The effect of large-scale datafication of archival materials
The effect of large-scale datafication of archival materials
A new research project at the Danish National Archives and the University of Copenhagen investigates how our understanding of the past changes when historical archives are transformed into digital data.
From documents to data
For many years, millions of historical documents have been transcribed and compiled into large databases with the help of volunteers, researchers, and, in recent years, artificial intelligence. The result is extensive historical datasets that form the basis for new research on population, family, labour, and social conditions. But this data does not create itself, and the methods used are not neutral. Instead, they shape the kinds of histories we are later able to tell on the basis of the data.

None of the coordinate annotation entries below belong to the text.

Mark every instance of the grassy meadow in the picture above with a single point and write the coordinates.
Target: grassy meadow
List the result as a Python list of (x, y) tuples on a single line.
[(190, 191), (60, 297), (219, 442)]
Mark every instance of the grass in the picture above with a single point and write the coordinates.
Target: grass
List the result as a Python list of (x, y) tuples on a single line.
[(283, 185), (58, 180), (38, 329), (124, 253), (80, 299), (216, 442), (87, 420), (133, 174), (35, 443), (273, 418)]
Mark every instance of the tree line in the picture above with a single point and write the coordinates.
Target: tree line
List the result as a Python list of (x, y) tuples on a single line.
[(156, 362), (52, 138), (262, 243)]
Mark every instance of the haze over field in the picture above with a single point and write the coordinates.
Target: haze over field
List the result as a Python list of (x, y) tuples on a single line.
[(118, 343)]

With the research project Missing, Distorted or Normalised? The Effect of Large-Scale Datafication of Archival Materials (MiDiN-DatA), researchers from the Danish National Archives and the University of Copenhagen examine how different approaches to working with historical data shape future historical narratives.

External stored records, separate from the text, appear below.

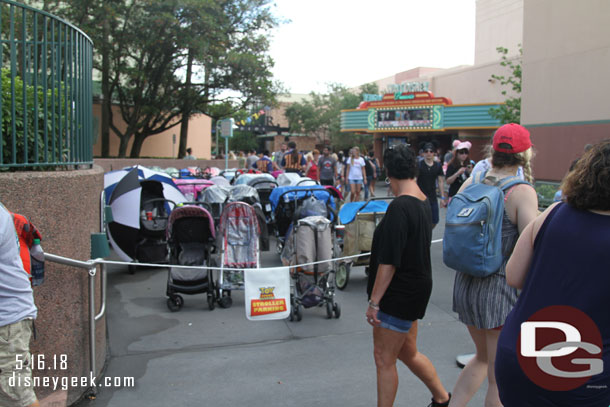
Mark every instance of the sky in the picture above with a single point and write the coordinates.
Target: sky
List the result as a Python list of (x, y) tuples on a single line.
[(353, 42)]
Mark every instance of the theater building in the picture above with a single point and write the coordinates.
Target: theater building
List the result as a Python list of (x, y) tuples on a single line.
[(565, 86)]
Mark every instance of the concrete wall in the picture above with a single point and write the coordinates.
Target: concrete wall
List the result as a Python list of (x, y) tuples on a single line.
[(566, 55), (46, 198), (159, 145), (110, 164), (471, 85), (499, 23)]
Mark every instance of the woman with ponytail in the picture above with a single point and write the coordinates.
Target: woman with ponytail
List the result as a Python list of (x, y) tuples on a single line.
[(483, 304)]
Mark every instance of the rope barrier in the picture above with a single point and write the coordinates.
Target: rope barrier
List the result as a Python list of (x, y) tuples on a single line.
[(124, 263)]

The project is funded by the Augustinus Foundation with DKK 4.7 million.
Humans, machines, and their interaction
The first two parts of the project investigate how historical data is shaped by the methods used to create it. The project analyses purely manual methods, highly automated methods based on AI technologies, and hybrid approaches that combine human judgement with algorithms.
The aim is to understand which types of information risk being lost, distorted, or normalised depending on the chosen method, and how errors and biases may accumulate—or in some cases be reduced. The project also examines where human insight is essential, where automation is advantageous, and how the interplay between the two can be used more deliberately.

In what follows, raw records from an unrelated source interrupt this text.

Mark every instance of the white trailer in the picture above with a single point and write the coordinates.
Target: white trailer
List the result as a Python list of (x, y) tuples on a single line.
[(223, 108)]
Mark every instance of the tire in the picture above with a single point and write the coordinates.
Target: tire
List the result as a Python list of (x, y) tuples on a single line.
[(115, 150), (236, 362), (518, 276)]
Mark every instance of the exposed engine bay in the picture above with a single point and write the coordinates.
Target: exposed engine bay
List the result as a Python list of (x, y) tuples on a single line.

Humans as creators and users of data
The third part of the project focuses on the role of humans in the datafication of archives—both as creators and users of large historical datasets, with particular attention to crowdsourcing projects over the past three decades.
Humans contribute experience, interpretation, and contextual understanding, for example through transcription of sources or the development of training data for automated methods. At the same time, human contributions can also introduce sources of error and bias that affect data quality and usability.
The project analyses these issues by examining variation in human work with data and by studying how the understanding and use of historical datasets are influenced when data is created through large and complex datafication processes.
From research to practice
The project is based on the collections of the Danish National Archives as well as a number of ongoing and completed projects and infrastructures, including Link-Lives, Mapping Freedom, the National Archives’ crowdsourcing portal, and the recently funded projects Historical Person Register (HisPeR) and ChildHomes.
Grounding the project in concrete sources and research questions makes it possible to analyse how datafication methods affect empirical historical research in practice—for example in studies of child mortality, migration, and social mobility. At the same time, the connection to existing infrastructures ensures that the project’s results can be continuously tested and integrated directly into the National Archives’ work with large-scale historical data.
About the project
- The project is led by Senior Researcher Bárbara Revuelta-Eugercios at the Danish National Archives together with an internal research team and is carried out in collaboration with researchers at the University of Copenhagen.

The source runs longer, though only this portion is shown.